Have you noticed how we allow certain words to divide us as people? Some say this is a core issue that inhibits progress in business.
As voices for our company, we must constantly test our audience to determine what brings them to action and what shuts them down.
For many of us, influencing engagement is the primary goal when posting a blog, sending an email or writing marketing content. If our words don't provoke comments or replies, something isn't working which can affect our sales.
In my attempts to bring others on board, I've experienced several failed missions. After carefully crafting my words and getting little to no response, I've felt like Glenn Close in Fatal Attraction, "I'm not going to be ignored!"

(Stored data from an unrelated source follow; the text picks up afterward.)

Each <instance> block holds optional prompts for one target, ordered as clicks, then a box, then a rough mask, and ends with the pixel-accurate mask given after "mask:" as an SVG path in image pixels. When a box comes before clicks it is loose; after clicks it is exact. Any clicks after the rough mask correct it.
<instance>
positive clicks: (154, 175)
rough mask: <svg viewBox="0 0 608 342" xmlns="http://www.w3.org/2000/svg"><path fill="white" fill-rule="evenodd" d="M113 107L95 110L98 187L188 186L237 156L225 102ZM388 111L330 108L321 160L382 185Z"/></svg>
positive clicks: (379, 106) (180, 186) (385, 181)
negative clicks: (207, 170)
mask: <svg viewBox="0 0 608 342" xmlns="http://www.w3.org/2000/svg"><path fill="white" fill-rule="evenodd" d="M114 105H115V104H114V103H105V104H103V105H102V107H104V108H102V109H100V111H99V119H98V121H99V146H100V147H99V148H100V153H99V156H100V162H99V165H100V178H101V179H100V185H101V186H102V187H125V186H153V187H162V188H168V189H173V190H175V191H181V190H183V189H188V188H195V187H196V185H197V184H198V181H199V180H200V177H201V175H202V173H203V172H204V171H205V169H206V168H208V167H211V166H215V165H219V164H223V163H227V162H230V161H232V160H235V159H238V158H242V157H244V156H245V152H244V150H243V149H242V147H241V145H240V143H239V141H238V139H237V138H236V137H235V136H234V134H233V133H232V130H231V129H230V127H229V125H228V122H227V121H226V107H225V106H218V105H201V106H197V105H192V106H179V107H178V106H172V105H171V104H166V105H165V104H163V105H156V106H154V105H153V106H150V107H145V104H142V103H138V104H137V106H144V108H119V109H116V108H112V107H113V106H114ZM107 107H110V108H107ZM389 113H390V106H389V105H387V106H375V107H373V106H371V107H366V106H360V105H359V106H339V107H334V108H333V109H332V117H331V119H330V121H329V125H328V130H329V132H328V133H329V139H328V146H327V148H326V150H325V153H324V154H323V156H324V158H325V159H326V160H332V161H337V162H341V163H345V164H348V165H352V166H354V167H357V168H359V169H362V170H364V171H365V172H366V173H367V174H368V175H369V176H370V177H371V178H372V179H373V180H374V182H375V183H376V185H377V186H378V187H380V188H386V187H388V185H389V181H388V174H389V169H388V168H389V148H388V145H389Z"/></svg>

That's one of the reasons why I've spent the last 20 years studying the impact of our words. We want to connect meaningfully and achieve a desired outcome, like getting new clients. The first step is to notice where we're missing the mark.
Several years ago, I wrote book reviews for the spiritual hub of the Pacific NW, New Renaissance Bookshop. If I used the word God anywhere in the email, a flood of unsubscribes would follow.

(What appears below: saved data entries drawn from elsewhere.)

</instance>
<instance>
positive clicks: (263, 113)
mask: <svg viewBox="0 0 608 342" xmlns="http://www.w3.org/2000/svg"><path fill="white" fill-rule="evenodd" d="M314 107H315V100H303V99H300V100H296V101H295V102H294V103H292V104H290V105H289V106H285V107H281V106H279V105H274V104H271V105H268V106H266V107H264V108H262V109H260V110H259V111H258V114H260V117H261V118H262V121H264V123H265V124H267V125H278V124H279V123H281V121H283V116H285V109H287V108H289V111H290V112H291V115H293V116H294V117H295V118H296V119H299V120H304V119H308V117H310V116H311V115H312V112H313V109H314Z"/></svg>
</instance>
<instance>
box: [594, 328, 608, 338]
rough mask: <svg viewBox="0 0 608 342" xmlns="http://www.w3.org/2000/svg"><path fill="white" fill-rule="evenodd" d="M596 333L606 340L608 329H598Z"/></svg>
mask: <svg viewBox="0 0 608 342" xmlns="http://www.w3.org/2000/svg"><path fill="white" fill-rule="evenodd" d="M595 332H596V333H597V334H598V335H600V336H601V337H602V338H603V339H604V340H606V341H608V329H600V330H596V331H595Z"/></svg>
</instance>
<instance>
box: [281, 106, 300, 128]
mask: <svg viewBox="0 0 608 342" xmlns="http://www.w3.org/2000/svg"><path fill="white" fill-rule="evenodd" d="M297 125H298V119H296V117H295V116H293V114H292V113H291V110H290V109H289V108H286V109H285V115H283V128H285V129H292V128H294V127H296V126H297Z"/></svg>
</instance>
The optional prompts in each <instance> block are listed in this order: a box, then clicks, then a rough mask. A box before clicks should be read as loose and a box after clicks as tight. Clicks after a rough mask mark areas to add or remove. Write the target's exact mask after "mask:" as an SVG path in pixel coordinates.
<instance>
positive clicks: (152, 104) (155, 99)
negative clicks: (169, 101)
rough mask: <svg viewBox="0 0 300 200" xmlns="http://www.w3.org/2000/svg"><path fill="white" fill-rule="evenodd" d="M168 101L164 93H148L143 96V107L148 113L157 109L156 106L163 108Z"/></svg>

I had to continually get creative in order to "advance the conversation" beyond New Age jargon: Oneness, embodiment, divine feminine, consciousness, sacred passage.
When I dropped those canned expressions, several things would happen:
•Spiritual rookies would open their eyes for the first time with curiosity.
•Spiritual connoisseurs would think I'm talking about something new.
•The cash register would ring like crazy in book sales.
One of my friends loves the practice of personal growth, but is repulsed by the word juicy, an adjective used by coaches to make their offerings more enticing: This juicy teleclass. My juicy new blog. Your free juicy bonus gift.
It's an easy word to choose when we're excited, but the juice doesn't satisfy our thirst! There's a captivating article about "why juicy is ineffective" from a marketing perspective. I'm thrilled someone finally opened this discussion with tact.
A corporate client says he instantly loses interest when the words "turn-key approach" are used in a sales pitch.
Then he rattled off a list of phrases that have lost potency, yet still get tossed around: empower, move the needle, corporate values, best practices, leverage, out-of-the-box thinking.
"Jargon masks real meaning," says Jennifer Chatman, management professor at the University of California-Berkeley's Haas School of Business. "People use it as a substitute for thinking hard and clearly about their goals and the direction that they want to give others."
Awareness of our blind spots is a major step in personal and professional growth.
Self-aware individuals gain drastic advantages over their industry cohorts when they challenge themselves to speak with originality or ask a professional, "How can I say this better?"
For the next few days, notice what words and phrases get commonly used at work or online. Write them down. Ask yourself these questions to break up patterns of thought:
•How would I explain this word to my 6-year old?
This will help you find simplicity.
•What is the dictionary definition or original meaning?
This may explain why the word triggers others or doesn't work well.
•How else can we say this?
Look up synonyms or ask customers what that word means to them.
•Is there a story or analogy to better support my words?
Story is the easiest way to make ourselves relevant and relatable.
See what happens when you communicate in a new way. You may notice your customers' eyes light up, their replies become clear and direct, and their appreciation for you becomes evident. A match has occurred. Congratulations!